A rough couple of days. Tuesday night I stayed up almost all night. Probably the chocolate I ate on Tuesday, the anxiety I was feeling about my relationship, the sorrow I was feeling about my grandmother, and the very real need to complete some tasks in preparation for my Thursday and Sunday in the pulpit! In the end, I crawled into bed at 5AM, rubbing my overtired eyes, and zonked out.
Mom called fairly early, felt fine, though tired, and went right back to sleep. The second time I woke, about at 11AM I noticed that my eyes felt like I had allergies, especially my right one, and that I had that "baby migraine" feeling that I often work through. Nagging low level pain behind my right eye. Some eye drops and a walk outside seemed to improve things and I went about my day. That evening I attended my Compassionate Communication group. We sat out on the patio as the sun went down and the birds sang, and talked about what was "up" in our lives.
By the end of the evening I was in what I thought was nearly a full blown migrain attack. Rainbows around lights, pain, sensitive eyes. Only this time it was both eyes. I was shocked to see my eyes in the mirror. Red, swollen. Something more than a migraine was happening and as my eyes and nose turned into faucets I decided it must be a new allergy. But the pain. The pain didn't let me enter my usual migraine cure. I'm used to simply going to sleep and waking up fine. As the pain got worse I talked to my sister, my doctor, my wife, my housemate, and no-one had a good answer, except: maybe you need to go to the ER. Frustrated to be far from home, in a strange place, I was even more reluctant to go to a strange hospital.

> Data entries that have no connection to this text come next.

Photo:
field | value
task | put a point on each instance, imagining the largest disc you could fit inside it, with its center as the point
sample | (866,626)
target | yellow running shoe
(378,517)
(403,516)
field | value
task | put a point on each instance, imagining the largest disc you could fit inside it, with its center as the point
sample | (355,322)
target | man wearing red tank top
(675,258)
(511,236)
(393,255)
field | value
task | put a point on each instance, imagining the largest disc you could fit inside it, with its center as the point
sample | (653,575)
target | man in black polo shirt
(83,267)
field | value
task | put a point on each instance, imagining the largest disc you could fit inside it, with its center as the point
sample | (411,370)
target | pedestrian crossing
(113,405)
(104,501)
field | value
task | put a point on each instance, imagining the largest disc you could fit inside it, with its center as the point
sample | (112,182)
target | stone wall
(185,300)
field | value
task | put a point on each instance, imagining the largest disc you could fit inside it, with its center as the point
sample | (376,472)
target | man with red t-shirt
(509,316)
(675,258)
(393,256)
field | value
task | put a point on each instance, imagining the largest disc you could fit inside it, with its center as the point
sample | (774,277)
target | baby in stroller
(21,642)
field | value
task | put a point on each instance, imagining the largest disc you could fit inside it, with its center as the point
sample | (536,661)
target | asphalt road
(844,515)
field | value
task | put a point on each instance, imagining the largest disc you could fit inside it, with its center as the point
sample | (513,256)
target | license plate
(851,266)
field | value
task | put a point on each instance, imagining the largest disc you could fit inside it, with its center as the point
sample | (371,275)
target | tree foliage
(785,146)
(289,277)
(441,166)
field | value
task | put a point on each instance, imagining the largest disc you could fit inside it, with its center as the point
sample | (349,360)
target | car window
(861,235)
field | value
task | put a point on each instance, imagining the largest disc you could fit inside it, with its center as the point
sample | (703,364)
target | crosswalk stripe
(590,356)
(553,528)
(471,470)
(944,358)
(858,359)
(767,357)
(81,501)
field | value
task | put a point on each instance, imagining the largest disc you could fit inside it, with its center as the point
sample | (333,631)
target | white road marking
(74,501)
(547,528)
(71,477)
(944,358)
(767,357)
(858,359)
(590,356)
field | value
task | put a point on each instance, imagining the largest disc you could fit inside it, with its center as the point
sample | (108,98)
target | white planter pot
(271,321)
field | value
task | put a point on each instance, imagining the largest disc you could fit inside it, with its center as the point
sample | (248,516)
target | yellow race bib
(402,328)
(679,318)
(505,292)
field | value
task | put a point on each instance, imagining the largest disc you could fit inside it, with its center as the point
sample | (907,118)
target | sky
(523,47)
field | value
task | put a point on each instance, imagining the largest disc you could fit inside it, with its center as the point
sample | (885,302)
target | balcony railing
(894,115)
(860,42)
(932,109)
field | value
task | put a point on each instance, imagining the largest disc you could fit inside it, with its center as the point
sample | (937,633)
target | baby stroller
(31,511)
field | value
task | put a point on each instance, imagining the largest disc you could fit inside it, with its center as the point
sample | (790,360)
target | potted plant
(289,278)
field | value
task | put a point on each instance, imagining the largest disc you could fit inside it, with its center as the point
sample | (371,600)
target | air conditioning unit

At 3AM I finally decided that the pain of being in bright lights at the ER was outweighed by the possibility that they could stop this agony. My sweet and longsuffering housemate Robbie guided me to the car (by then I was completely unable to open my eyes, and could only see blurry shapes when I did. It was an interesting trust exercise.) Guided me to the ER, filled out forms, and stood by me when, eventually, we got past the front desk and to a doctor.
Seems like it didn't take the doctor very long to figure things out, though he was very calm and kind (while he was torturing me by prying my eyes open and shining lights in them. Lot's of practice with managing reflex and managing pain through breathing and visualization. I feel like I ran a marathon in the biofeedback race.) He quickly decided to numb my eyes, and I haven't had such relief since the time I got IV valium before a scary surgery. The agony went from a 9 to a 4. Clearly the problem was with my eyes, not my head. Two percoset and a whole lot of eye drops and poking later we had a tentative diagnosis and an emergency referral to an ophthalmologist. Acute Glaucoma Attack.

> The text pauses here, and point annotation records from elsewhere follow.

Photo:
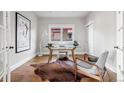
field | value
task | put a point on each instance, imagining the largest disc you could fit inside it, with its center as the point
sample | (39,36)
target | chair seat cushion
(92,70)
(83,64)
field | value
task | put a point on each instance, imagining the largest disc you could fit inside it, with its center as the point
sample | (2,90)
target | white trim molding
(111,68)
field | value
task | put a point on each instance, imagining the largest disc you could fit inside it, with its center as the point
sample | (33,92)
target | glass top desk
(51,49)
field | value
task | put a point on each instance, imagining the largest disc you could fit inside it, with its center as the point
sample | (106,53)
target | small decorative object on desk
(75,43)
(49,45)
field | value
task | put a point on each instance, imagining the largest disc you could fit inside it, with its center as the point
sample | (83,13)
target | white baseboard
(18,64)
(111,68)
(55,53)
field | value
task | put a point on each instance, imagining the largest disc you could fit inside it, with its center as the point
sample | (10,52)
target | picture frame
(23,33)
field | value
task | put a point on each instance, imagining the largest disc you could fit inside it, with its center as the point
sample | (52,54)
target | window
(63,33)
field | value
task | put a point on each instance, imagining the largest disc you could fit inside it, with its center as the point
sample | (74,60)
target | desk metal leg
(50,56)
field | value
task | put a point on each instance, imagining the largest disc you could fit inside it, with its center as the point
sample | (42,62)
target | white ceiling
(59,14)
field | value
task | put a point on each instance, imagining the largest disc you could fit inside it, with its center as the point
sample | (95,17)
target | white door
(120,46)
(4,48)
(90,30)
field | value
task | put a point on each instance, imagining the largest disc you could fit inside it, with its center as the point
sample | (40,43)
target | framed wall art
(23,33)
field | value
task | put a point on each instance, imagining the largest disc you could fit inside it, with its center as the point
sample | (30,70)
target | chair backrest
(102,60)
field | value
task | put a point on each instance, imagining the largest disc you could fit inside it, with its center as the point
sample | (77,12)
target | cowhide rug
(58,71)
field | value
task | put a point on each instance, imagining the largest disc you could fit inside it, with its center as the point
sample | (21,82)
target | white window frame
(61,38)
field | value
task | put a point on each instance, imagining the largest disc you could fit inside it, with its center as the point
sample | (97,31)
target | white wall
(18,58)
(104,33)
(79,32)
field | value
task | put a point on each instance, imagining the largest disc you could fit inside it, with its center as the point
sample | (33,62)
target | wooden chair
(94,71)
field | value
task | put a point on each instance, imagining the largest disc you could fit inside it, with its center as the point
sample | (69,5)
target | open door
(120,46)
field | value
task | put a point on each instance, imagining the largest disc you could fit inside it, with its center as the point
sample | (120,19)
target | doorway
(120,46)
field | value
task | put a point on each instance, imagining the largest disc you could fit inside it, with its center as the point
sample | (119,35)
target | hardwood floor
(25,73)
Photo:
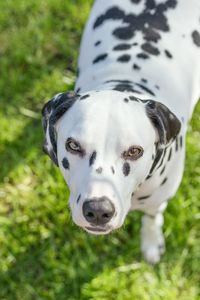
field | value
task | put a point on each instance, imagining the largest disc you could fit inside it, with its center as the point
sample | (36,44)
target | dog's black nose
(98,211)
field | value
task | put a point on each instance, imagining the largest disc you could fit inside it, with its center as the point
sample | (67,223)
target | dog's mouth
(98,230)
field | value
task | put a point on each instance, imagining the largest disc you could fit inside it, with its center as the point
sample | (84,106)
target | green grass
(43,255)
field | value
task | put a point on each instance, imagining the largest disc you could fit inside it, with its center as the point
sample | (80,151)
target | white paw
(152,240)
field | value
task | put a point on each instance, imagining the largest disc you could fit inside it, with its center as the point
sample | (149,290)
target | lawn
(43,255)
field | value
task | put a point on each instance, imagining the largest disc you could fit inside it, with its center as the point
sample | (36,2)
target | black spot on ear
(126,169)
(147,47)
(99,58)
(124,58)
(142,55)
(144,197)
(65,163)
(122,47)
(113,170)
(196,38)
(78,199)
(146,89)
(97,43)
(170,154)
(99,170)
(166,123)
(92,158)
(168,54)
(164,180)
(84,97)
(136,67)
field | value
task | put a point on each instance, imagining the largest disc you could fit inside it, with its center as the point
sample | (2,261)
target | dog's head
(104,144)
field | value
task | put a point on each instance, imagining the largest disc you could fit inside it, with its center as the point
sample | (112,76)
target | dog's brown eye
(73,146)
(133,153)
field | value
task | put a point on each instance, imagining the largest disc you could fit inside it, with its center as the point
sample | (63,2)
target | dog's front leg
(152,239)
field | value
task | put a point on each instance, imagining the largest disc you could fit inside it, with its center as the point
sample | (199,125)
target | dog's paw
(152,240)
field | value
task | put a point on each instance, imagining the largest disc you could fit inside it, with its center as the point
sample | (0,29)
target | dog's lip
(97,229)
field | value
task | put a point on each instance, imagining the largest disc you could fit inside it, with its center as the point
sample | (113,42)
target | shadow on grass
(15,152)
(58,266)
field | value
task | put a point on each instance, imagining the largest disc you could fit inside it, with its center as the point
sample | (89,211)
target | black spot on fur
(164,152)
(99,170)
(146,89)
(78,199)
(122,47)
(125,88)
(112,169)
(136,67)
(123,33)
(181,141)
(126,169)
(144,197)
(124,58)
(162,171)
(77,72)
(164,180)
(176,144)
(113,13)
(92,158)
(156,160)
(97,43)
(100,57)
(196,38)
(144,80)
(65,163)
(135,1)
(84,97)
(142,55)
(148,23)
(78,90)
(168,54)
(132,98)
(147,47)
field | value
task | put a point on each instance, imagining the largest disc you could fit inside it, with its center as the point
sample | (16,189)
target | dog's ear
(166,123)
(51,112)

Turns out glaucoma is a structural defect in your eye that allows your dilated pupil to block the "drain" for the fluid in your eye. This creates a feedback loop that keeps the block in place and pressure builds up until you go blind. (in acute cases) Governer Patterson's eyesight is a result of an acute glaucoma attack. My stress, the tired eyes, and the time talking in the dark probably contributed to my attack.
By 6 AM I was learning about "iridotomy" surgery to poke a hole in the iris so that it has an overflow drain, and wondering if the medication had done enough or if we had to do the surgery on an emergency basis, right then and there. The good news: the medication was working. More good news, I probably don't get migraines. The surgery will probably end my horrible headaches (which were glaucoma attacks all along). The good news, I got there in time, my eyesight was probably not affected and certainly not affected much.
I'm seeing the ophthalmologist daily until I can get to Ithaca and get the surgery done with someone "at home" who I know and who can do follow up over time. Why daily? In case the emergency returns.
I'm so grateful I am not blind. I'm so grateful I decided to go to the ER. Taking care of yourself is sometimes a big balancing act, with a big fall on either side, but I stayed on the wire this time.
< hug >
ReplyDeleteWow, Amy. Scary!
I'm so glad that things worked out this way, though. Vision and no migraines!
Stay on the wire!
Amen...so glad your eyes are ok and you found the will and the way to take care of yourself - it certainly paid off!